Speaker:  Dr Tristan Clemons,¹Department of Chemistry & the Simpson Querrey Institute, Northwestern University, Evanston, Illinois 60208, USA; ²School of Molecular Sciences, The University of Western Australia, Crawley, Western Australia.

Host:  A/Prof Liz New   [Map]

Nanoparticle based drug delivery systems provide a number of unique advantages over traditional therapies, especially in the areas of targeting, multimodal imaging, therapeutic protection and controlled release of drugs. In my seminar I will present on a nanoparticle based system produced from poly(glycidyl methacrylate) (PGMA) through an oil-in-water emulsion process. The epoxide functionality of the polymer allows for multiple modifications of the nanoparticle surface while the emulsion process for synthesis allows for hydrophobic drug internalisation. This nanoparticle platform has been modified and used for a number of different applications which will be highlighted in the first part of this presentation, including:

• Surface modifications to achieve rapid cell uptake, a ‘stealth’ like quality and active targeting to the epidermal growth factor receptor (EGFR),
• DNA and peptide drug loading in the nanoparticle polymer corona for applications in cancer and cardiovascular injury respectively,
• Magnetic capabilities along with drug delivery from the core of the PGMA nanoparticles exploited for applications in wound healing.

The second part of the talk will present on peptide amphiphile (PAs) based biomaterials. PAs are an exciting material designed to self-assemble into high aspect ratio nanofibers capable of mimicking the body’s natural extracellular matrix. PAs can easily be modified to display an array of bioactive epitopes to promote tissue regeneration. Despite this, the PA assemblies alone are relatively weak and difficult to use in the development of larger biomaterials. In this work, we have functionalized the PA with host-guest moieties, which form complexes through strong non-covalent intermolecular interactions. These hydrogels are also notably more viscous without interfering with normal cellular function, a key consideration for replacing lost tissue structure. This work investigates the application of host-guest crosslinking to PA hydrogels in order to further their application in regenerative medicine and 3D bio-printing applications.

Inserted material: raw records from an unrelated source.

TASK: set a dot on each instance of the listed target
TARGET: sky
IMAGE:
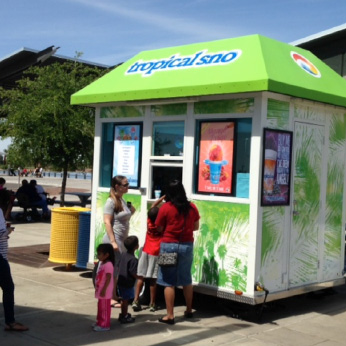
(112, 31)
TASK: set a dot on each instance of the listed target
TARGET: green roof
(245, 64)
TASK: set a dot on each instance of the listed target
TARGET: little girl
(104, 287)
(147, 265)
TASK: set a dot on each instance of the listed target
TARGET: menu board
(215, 162)
(276, 167)
(127, 152)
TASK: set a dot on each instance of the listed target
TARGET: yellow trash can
(64, 234)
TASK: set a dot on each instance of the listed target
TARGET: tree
(44, 127)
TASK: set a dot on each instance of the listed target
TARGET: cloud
(178, 26)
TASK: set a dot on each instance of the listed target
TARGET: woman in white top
(116, 217)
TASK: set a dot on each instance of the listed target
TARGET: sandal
(188, 314)
(15, 327)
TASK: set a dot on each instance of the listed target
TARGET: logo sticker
(176, 61)
(306, 65)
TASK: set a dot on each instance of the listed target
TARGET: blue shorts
(179, 275)
(126, 293)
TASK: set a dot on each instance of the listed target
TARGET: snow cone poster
(126, 152)
(216, 157)
(277, 151)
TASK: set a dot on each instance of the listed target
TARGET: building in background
(329, 46)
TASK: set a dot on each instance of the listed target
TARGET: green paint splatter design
(220, 248)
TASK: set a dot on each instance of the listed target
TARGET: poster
(127, 152)
(276, 167)
(215, 162)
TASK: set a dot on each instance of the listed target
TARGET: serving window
(223, 157)
(166, 155)
(168, 138)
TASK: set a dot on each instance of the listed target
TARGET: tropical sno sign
(175, 62)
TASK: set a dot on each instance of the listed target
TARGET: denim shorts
(126, 293)
(179, 275)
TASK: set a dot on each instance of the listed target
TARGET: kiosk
(256, 130)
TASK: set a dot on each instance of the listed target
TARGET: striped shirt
(3, 236)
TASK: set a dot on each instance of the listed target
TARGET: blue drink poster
(126, 152)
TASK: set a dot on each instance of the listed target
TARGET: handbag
(168, 259)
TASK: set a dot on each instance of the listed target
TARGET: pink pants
(103, 318)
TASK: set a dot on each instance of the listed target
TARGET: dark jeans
(7, 286)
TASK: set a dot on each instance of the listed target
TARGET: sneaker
(152, 307)
(126, 319)
(100, 329)
(136, 306)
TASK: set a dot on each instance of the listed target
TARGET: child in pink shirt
(104, 287)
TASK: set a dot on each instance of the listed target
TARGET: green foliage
(43, 125)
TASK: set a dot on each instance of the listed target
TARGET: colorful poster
(126, 152)
(277, 151)
(216, 157)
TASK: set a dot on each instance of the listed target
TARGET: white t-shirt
(121, 220)
(3, 236)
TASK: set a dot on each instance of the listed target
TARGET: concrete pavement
(59, 307)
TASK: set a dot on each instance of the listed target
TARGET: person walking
(104, 287)
(147, 264)
(117, 214)
(127, 277)
(177, 219)
(6, 282)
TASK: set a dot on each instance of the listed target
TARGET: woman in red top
(177, 219)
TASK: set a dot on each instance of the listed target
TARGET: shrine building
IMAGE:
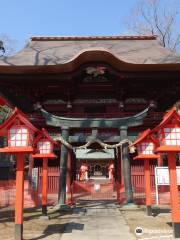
(92, 95)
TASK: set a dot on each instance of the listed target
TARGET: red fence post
(44, 186)
(147, 187)
(19, 197)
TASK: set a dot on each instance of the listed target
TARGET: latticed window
(19, 136)
(170, 136)
(44, 147)
(146, 148)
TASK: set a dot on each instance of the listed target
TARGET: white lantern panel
(18, 137)
(147, 148)
(172, 136)
(44, 147)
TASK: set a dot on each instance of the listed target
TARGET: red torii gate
(168, 133)
(146, 145)
(44, 145)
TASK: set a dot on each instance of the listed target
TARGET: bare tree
(7, 44)
(157, 17)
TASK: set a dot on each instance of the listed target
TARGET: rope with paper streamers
(103, 145)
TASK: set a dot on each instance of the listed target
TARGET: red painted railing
(33, 197)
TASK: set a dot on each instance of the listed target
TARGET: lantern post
(168, 133)
(44, 145)
(146, 145)
(19, 132)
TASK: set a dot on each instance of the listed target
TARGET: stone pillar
(63, 168)
(126, 166)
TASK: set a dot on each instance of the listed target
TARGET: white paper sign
(162, 175)
(162, 178)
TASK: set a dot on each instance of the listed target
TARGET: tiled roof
(42, 51)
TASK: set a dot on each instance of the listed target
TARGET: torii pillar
(126, 166)
(63, 169)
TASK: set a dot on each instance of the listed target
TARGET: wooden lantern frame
(170, 120)
(43, 136)
(146, 137)
(16, 120)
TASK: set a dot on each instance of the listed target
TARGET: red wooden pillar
(68, 178)
(147, 186)
(174, 194)
(160, 161)
(31, 164)
(19, 196)
(44, 186)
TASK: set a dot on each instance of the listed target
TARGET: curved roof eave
(88, 56)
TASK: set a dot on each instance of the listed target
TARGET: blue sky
(21, 19)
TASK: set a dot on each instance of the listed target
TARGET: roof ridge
(81, 38)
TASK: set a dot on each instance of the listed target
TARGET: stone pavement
(98, 221)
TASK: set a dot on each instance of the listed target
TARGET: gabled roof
(167, 118)
(51, 51)
(44, 134)
(145, 134)
(16, 114)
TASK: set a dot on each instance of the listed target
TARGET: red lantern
(44, 145)
(19, 132)
(146, 145)
(168, 132)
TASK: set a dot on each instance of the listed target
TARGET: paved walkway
(98, 221)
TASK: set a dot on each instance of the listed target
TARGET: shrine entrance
(95, 175)
(97, 184)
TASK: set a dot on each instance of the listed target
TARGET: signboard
(34, 178)
(162, 178)
(97, 187)
(162, 175)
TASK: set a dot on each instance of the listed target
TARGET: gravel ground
(154, 227)
(34, 227)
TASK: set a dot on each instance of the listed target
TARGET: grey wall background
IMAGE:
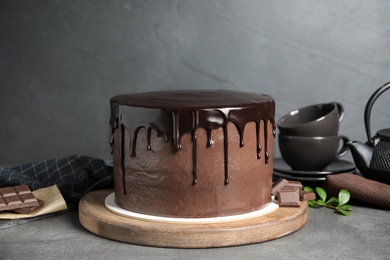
(61, 62)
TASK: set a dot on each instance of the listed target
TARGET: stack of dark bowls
(310, 143)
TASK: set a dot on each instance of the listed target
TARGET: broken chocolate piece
(291, 188)
(297, 184)
(29, 210)
(288, 198)
(278, 185)
(306, 195)
(17, 197)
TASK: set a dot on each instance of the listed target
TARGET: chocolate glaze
(175, 113)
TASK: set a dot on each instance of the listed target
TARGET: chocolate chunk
(297, 184)
(278, 185)
(29, 210)
(306, 195)
(17, 197)
(288, 198)
(291, 188)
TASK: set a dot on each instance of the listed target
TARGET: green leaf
(345, 207)
(344, 197)
(344, 212)
(308, 189)
(321, 192)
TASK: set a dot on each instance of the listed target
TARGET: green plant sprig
(339, 204)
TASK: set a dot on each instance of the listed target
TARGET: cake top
(192, 99)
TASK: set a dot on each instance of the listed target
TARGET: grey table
(365, 234)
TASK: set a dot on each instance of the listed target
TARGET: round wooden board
(96, 218)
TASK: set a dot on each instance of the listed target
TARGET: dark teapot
(373, 158)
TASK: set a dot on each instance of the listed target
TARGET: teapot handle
(367, 111)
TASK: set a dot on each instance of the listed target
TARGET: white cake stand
(113, 223)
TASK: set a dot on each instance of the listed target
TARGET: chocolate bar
(17, 197)
(296, 184)
(306, 195)
(278, 185)
(288, 198)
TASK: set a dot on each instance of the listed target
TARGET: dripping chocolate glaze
(175, 113)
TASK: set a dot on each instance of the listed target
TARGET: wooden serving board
(96, 218)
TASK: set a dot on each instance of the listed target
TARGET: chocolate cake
(193, 153)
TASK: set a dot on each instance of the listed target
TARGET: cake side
(220, 164)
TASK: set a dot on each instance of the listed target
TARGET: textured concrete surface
(365, 234)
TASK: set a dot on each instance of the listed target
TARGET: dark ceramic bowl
(311, 153)
(315, 120)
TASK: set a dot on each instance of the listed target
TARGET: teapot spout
(361, 154)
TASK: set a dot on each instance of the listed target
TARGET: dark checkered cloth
(74, 175)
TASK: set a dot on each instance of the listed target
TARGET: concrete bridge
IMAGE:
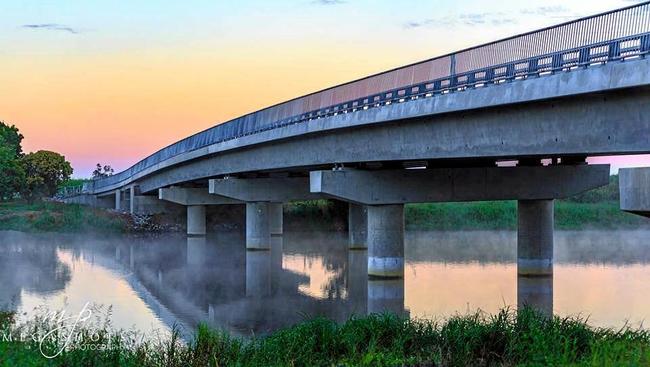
(435, 131)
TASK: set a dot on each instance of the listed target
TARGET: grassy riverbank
(503, 215)
(506, 339)
(58, 217)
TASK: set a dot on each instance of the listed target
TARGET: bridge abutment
(386, 241)
(358, 226)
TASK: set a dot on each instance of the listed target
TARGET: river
(153, 284)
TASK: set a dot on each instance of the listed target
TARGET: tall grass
(508, 338)
(503, 215)
(58, 217)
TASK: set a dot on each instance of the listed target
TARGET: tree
(45, 171)
(104, 171)
(12, 174)
(11, 137)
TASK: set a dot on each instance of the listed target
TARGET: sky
(113, 81)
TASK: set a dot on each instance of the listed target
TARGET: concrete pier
(356, 281)
(118, 200)
(386, 295)
(258, 274)
(386, 241)
(358, 226)
(536, 292)
(196, 220)
(535, 237)
(275, 219)
(258, 235)
(196, 251)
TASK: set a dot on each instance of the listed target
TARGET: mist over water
(155, 283)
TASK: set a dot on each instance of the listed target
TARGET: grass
(58, 217)
(508, 338)
(503, 215)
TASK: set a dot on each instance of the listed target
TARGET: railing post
(614, 50)
(645, 43)
(583, 59)
(557, 62)
(533, 66)
(452, 72)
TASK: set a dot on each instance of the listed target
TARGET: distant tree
(12, 174)
(45, 171)
(101, 172)
(11, 138)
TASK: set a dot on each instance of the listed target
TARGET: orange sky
(114, 82)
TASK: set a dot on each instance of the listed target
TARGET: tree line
(29, 176)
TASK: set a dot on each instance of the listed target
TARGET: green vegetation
(72, 182)
(43, 216)
(509, 338)
(597, 208)
(29, 176)
(503, 215)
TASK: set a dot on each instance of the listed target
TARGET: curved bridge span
(614, 36)
(434, 131)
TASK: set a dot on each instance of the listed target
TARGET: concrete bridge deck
(454, 117)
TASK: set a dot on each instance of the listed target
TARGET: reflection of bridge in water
(190, 280)
(543, 101)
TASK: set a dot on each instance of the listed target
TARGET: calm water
(152, 284)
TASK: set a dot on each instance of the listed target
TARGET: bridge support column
(118, 199)
(386, 241)
(258, 235)
(132, 190)
(196, 220)
(535, 237)
(386, 296)
(536, 292)
(358, 226)
(275, 219)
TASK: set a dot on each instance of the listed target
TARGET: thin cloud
(51, 27)
(468, 19)
(328, 2)
(546, 10)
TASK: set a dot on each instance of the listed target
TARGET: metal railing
(614, 35)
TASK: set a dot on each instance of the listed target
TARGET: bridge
(434, 131)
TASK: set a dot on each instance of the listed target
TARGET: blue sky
(166, 69)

Short Biography – Dr Tristan Clemons completed his PhD studies in 2014 as apart of the BioNano research group lead by Iyer Swaminathan at the University of Western Australia (UWA). Following this Tristan was successful in obtaining a NHMRC Peter Doherty Australian Biomedical Research Fellowship with the Fiona Wood Foundation research team where his work involved investigating nanomaterial applications for wound healing and scar treatments following burn injuries. Tristan is currently an American Australian Association post-doctoral research fellow in Chicago at Northwestern University in the laboratory of prof. Samuel Stupp. Tristan has won a number of awards including the Exxon Mobil WA Student scientist of the Year for his PhD work, a WA young Tall poppy Science Award (Australian institute of policy and science) and recently was acknowledged by the WA Business News with the 40 under 40 people’s choice award and as a CAS SciFinder Future Leader of chemistry in 2018.